Tuesday, August 13, 2013

Finding The Right Agent

As I read through submissions, I am often intrigued by the variety of authors out there. There are also a lot of days that I really have to stop and question why on earth the author is submitting this project to me at all? I find myself saying a lot of time, "This isn't what I am looking for. Why did you send this?"

I want to talk today about the idea of finding the right agent to represent your work. Now yes, I do understand you can "do this without an agent" so if you're one of those people, feel free to move on to the next daily blog you read. For those of you looking for agents, how in the heck do you decide>

In reality, you will likely develop two lists for agents, although at first, it will seem like only one. The first list is those "dream agents." These are the rockstars of the publishing world that writers tend to follow like puppies and are just happy to be in the same room with them. They might be the agents in the larger agencies. They might be the agents who represent your favorite authors. Now the second, and this is the one that we are going to focus on, will be the agent that is best for you as a writer. Yes, this list can and may include the "dream agents" but these are the people who are probably better suited for your writing at the present time in your career. I should also add that with both of these lists, you likely have them listed in some sort of an order as well.

This is a good start. You at least have a list. If you aren't at that phase yet, don't worry, you'll get there.

Now before you go sending out queries to all of these people, it is time to do some homework. This is the research phase of finding an agent and it starts with you. No, don't start looking at the agents, begin with a personal look at your personality and your writing.

On the personal level, you have to consider a few key elements:

  1. What do you need for support from an agent? 
  2. Are you someone who works best alone, or someone who needs to have that additional pair of eyes?
  3. Are you a big person in a small pond or small person in a big pond type or writer?
  4. Are you an optimistic or pessimistic person?
  5. Are you someone who wants to be aggressive with your writing or do you take the passive approach?
The reasons these are important all revolve around the idea that the author-agent relationship is really a marriage. You want to be working with this person to advance your career and you will be hopefully doing this for a long time. You have to make sure that your personalities really do work together. There is nothing worse than getting paired up with an agent, only to find that working together is worse than a root canal.

Now you need to examine your writing. This goes beyond the genre you write. It is a matter of voice, subject matter and approach.

I do think a lot of writers submit to me because I represent certain genres. Yes, this is a good approach because I can promise you a rejection letter will be coming if you submit something like a YA to me. If the agent doesn't represent it, then don't submit.

As you look at your writing, however, look at the style of your writing. Does it have a category or single title tone to it. What publishers does the writing sound like? Along the same lines, examine the issues you tend to bring up in your stories?

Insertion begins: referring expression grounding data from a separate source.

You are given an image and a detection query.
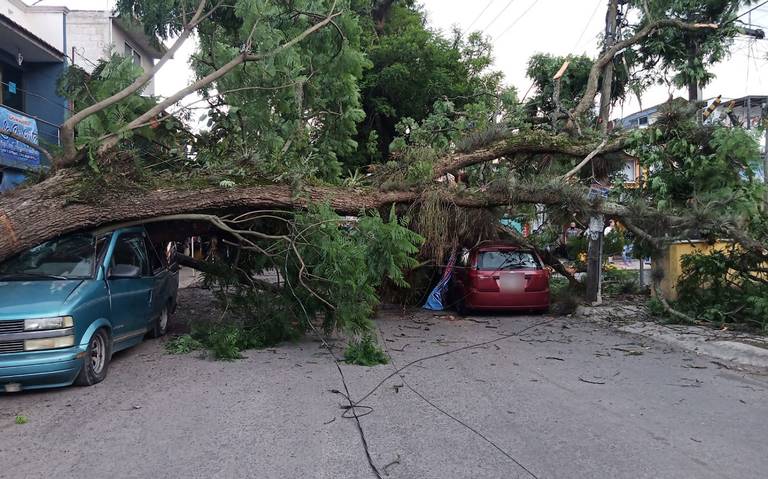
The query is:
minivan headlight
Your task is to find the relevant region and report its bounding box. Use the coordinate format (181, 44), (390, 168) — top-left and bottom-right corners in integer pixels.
(24, 335), (75, 351)
(24, 316), (74, 331)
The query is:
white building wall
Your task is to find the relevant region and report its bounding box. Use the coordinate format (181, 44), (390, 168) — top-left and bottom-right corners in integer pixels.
(65, 10), (111, 72)
(3, 0), (66, 52)
(110, 23), (155, 95)
(66, 10), (156, 96)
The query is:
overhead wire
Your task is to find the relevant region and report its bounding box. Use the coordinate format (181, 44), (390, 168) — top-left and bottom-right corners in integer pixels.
(466, 0), (497, 33)
(729, 0), (768, 24)
(572, 0), (604, 53)
(482, 0), (518, 33)
(494, 0), (539, 40)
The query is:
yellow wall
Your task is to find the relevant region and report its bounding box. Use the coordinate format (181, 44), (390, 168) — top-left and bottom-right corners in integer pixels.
(658, 240), (733, 300)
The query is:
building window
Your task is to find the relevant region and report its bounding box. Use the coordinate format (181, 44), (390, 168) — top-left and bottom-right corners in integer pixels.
(638, 116), (649, 126)
(0, 63), (24, 112)
(124, 42), (141, 66)
(622, 159), (639, 185)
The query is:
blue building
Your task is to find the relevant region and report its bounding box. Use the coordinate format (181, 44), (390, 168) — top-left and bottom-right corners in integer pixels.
(0, 1), (69, 191)
(0, 1), (163, 192)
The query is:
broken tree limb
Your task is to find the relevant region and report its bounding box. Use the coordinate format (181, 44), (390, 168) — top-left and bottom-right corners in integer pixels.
(569, 19), (719, 125)
(562, 138), (608, 180)
(0, 170), (635, 262)
(651, 280), (697, 323)
(58, 0), (212, 166)
(433, 131), (627, 177)
(96, 7), (343, 156)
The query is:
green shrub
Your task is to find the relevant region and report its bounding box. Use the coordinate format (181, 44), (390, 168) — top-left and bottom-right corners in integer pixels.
(676, 250), (768, 331)
(15, 415), (28, 425)
(603, 268), (641, 296)
(344, 335), (389, 366)
(165, 335), (204, 354)
(647, 297), (666, 317)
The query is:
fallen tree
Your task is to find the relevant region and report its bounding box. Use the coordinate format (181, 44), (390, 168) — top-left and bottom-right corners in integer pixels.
(0, 165), (633, 262)
(1, 0), (764, 330)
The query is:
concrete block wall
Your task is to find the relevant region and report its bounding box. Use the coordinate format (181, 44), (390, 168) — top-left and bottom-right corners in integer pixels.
(66, 11), (112, 74)
(66, 11), (156, 96)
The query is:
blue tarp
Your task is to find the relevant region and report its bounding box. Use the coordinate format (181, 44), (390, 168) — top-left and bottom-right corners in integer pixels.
(423, 249), (457, 311)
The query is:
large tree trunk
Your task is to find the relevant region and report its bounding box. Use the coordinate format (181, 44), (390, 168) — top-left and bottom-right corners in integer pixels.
(0, 171), (410, 261)
(0, 170), (632, 262)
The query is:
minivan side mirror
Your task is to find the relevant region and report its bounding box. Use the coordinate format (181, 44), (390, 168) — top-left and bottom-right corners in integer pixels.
(109, 264), (141, 279)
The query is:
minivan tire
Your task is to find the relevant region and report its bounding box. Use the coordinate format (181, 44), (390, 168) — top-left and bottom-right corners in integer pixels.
(149, 305), (169, 338)
(75, 328), (111, 386)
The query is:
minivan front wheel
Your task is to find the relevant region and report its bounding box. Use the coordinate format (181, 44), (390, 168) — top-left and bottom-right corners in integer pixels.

At this point, you have a good idea of who you are and what you need. Now you start the researching of the agents. This IS going to take time so don't rush it.

Obviously we start with the genres the agent represents. Looking at their submission guidelines will tell you exactly what you need. DO NOT just go through the Writer's Guide of Literary Agents. Yes, you can get some names from their, but remember that information may be out of date. Agents change from time to time what they are looking for. Go to their websites!!!

Oh, and one side note here. DO NOT just go to those websites that have their personal lists of agents. Like the Writer's Guide, these lists don't give  you the complete picture.

Now that you have found the agents that represent your genre, start looking at everything out there you can find on them. Read their blogs. Follow them on Twitter or Facebook. Read articles they have written and interviews they have done. Attend conferences and listen to them speak. The idea is to get to know them. This also gives you some insight into the type of stories they like and the type of stories they will always reject. As you do this, you will find that your list will shift a lot.

After you have done your research, the odds are you will have a list that is much smaller than what you started with. That's OK. Look, their are a lot of agents out there, but they are not always right for your needs. My bet is you end up with 5 or so.

And one final note. Your final list should be the agents that if they offer to represent you, it will be fine. It is always frustrating to offer representation, only to receive a reply that says, "I would like a couple of days to think about it and see if the other agents I queried would like to offer first." Wow, that tells us where we rank.

The key is. Slow down and do your research. You will be much happier in the long run!


  1. Thanks for this post. I'm currently researching agents. So I'm super excited to send you my MG novel. wink. Seriously though. Great advice.

  2. Thank you for the words of wisdom. Excellent post.